In later work, Lawrence et al. (2011, pp. 52–53) specified the interest of institutional work in “the myriad, day-to-day equivocal instances of agency that, although aimed at affecting the institutional order, represent a complex mélange of forms of agency—successful and not, simultaneously radical and conservative, strategic and emotional, full of compromises, and rife with unintended consequences.

To understand institutional work and influences on institutions, an important idea to consider is path dependence, which states that past events constrain future outcomes. Highly prevalent in discussions of technological and economic development, a common example is the use of the QWERTY keyboard, a technologically inferior system that established long-term superiority over other options by gaining an initial advantage. When applied to political science, this idea can help explain how weak or inefficient institutions often resist change. 

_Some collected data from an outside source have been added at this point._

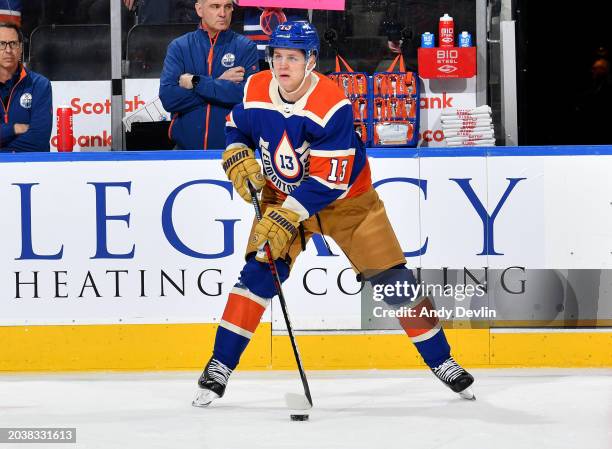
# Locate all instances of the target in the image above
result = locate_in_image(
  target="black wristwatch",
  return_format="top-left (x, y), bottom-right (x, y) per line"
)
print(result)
top-left (191, 75), bottom-right (200, 89)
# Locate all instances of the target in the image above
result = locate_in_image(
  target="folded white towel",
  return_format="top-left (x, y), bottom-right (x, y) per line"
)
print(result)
top-left (442, 117), bottom-right (492, 125)
top-left (441, 105), bottom-right (492, 116)
top-left (442, 125), bottom-right (493, 133)
top-left (464, 140), bottom-right (496, 146)
top-left (445, 132), bottom-right (494, 142)
top-left (441, 113), bottom-right (491, 122)
top-left (442, 121), bottom-right (493, 130)
top-left (445, 138), bottom-right (496, 146)
top-left (444, 128), bottom-right (494, 137)
top-left (443, 125), bottom-right (494, 131)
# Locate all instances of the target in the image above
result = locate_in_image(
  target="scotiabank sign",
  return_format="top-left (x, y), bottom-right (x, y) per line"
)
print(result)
top-left (70, 96), bottom-right (146, 116)
top-left (50, 80), bottom-right (160, 151)
top-left (420, 93), bottom-right (454, 110)
top-left (50, 130), bottom-right (113, 149)
top-left (419, 129), bottom-right (445, 143)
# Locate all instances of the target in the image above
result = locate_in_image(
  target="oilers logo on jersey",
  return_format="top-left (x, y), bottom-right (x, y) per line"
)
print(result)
top-left (259, 134), bottom-right (310, 194)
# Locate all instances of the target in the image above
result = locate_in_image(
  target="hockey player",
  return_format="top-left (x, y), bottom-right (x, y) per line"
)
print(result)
top-left (193, 21), bottom-right (475, 407)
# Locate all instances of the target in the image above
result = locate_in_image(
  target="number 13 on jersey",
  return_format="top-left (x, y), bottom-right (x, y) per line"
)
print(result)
top-left (310, 149), bottom-right (355, 188)
top-left (328, 158), bottom-right (348, 182)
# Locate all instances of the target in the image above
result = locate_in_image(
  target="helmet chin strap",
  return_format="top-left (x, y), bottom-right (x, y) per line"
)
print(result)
top-left (271, 58), bottom-right (316, 97)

One reason for path-dependence is that institutions are often self-reinforcing, as powerful organizations with the ability to enact change rose to prominence within the existing institutional structure, and thus are incentivized to maintain that same structure. An example is the American health care system, which is incredibly complex, but arranged to the benefit of companies, agencies, and other actors that have the ability to force change. Another reason is increasing returns to adoption, meaning that as an institution is more widely adopted and accepted, the transition costs of changing greatly increase. This is shown in the dominance of fossil fuels, as the costs of changing over to renewables is high. A third reason is lock-in effects, by which an initial, sometimes random event starts a spiral. An example is the 2020 Beirut Warehouse Explosion, which caused massive devastation, in turn leading to increased instability, distrust of government, and a spiral of political unrest. These mechanisms of path dependence contribute to explaining the difficulties actors face in influencing institutions, and add an important dimension to the study of institutional work.